Claimant Representative: Doc Kennedy J.D.
About halfway through a near-40-year career in the industry, a Texas-based advisor was hit with a termination disclosure alleging that he had reallocated a customer’s subaccounts without authorization. He lived with the stain on his records for almost two decades before he’d had enough. Finally, he decided to try to get the disclosure expunged through FINRA Dispute Resolution with the help of AdvisorLaw.
In 2002, the advisor started his own registered investment advisor (RIA). About six months later, he joined the broker-dealer firm, Momentum. While the BD didn’t allow discretionary accounts, the advisor had a clearing contract with Southwest Securities, Inc. (SSI) for advisory services. He maintained discretion in the SSI accounts and used that discretion for a periodic rebalancing of accounts. During the time he was registered with Momentum, he became its highest-producing advisor.

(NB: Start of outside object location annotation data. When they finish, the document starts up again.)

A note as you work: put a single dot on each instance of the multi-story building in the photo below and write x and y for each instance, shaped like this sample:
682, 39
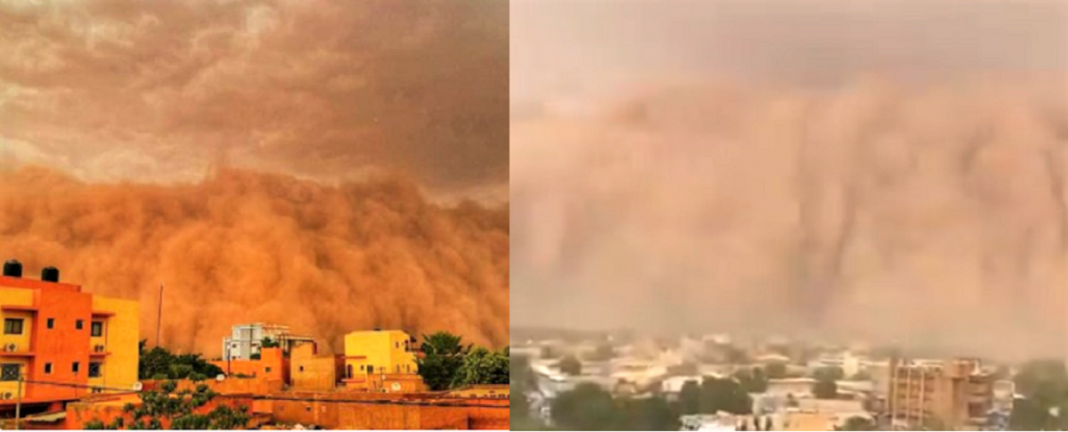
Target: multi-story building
954, 395
381, 360
247, 339
56, 334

In December of 2004, the advisor sent letters to clients of SSI, informing them of the upcoming rebalancing of their accounts and requesting to be contacted with any objections to the proposed strategy. The advisor carried out the planned rebalancing, exercising the discretion that he had been granted by the customers. However, one customer subsequently complained.
Regardless of the fact that the client had granted the advisor consent by authorizing discretion, the false allegations published with the termination disclosure, as well as a second internal review disclosure, marred the advisor’s records since the time when the Form U5 was filed — in early 2005.
At the hearing on the matter, the FINRA arbitrator read the pleadings and evidence submitted, as well as any post-hearing submissions. The advisor testified and Dochtor Kennedy, MBA, J.D. presented his arguments as to why the allegations painted the advisor in a negative light.
After consideration of the matter, the arbitrator determined that all references to the termination and internal review disclosures should be deleted in their entirety and “appear blank.” He ordered that the “Reason for Termination” be changed to “Voluntary” and that any “Yes” answers on the advisor’s records should be changed to “No,” as applicable. The Arbitrator cited the “defamatory nature of the information” as the basis for recommending expungement.
Finally, after dedicating his career to the industry and living with defamatory-in-nature allegations on his public records for half of that time, this advisor can move forward, free of the negative language and its impact on his business.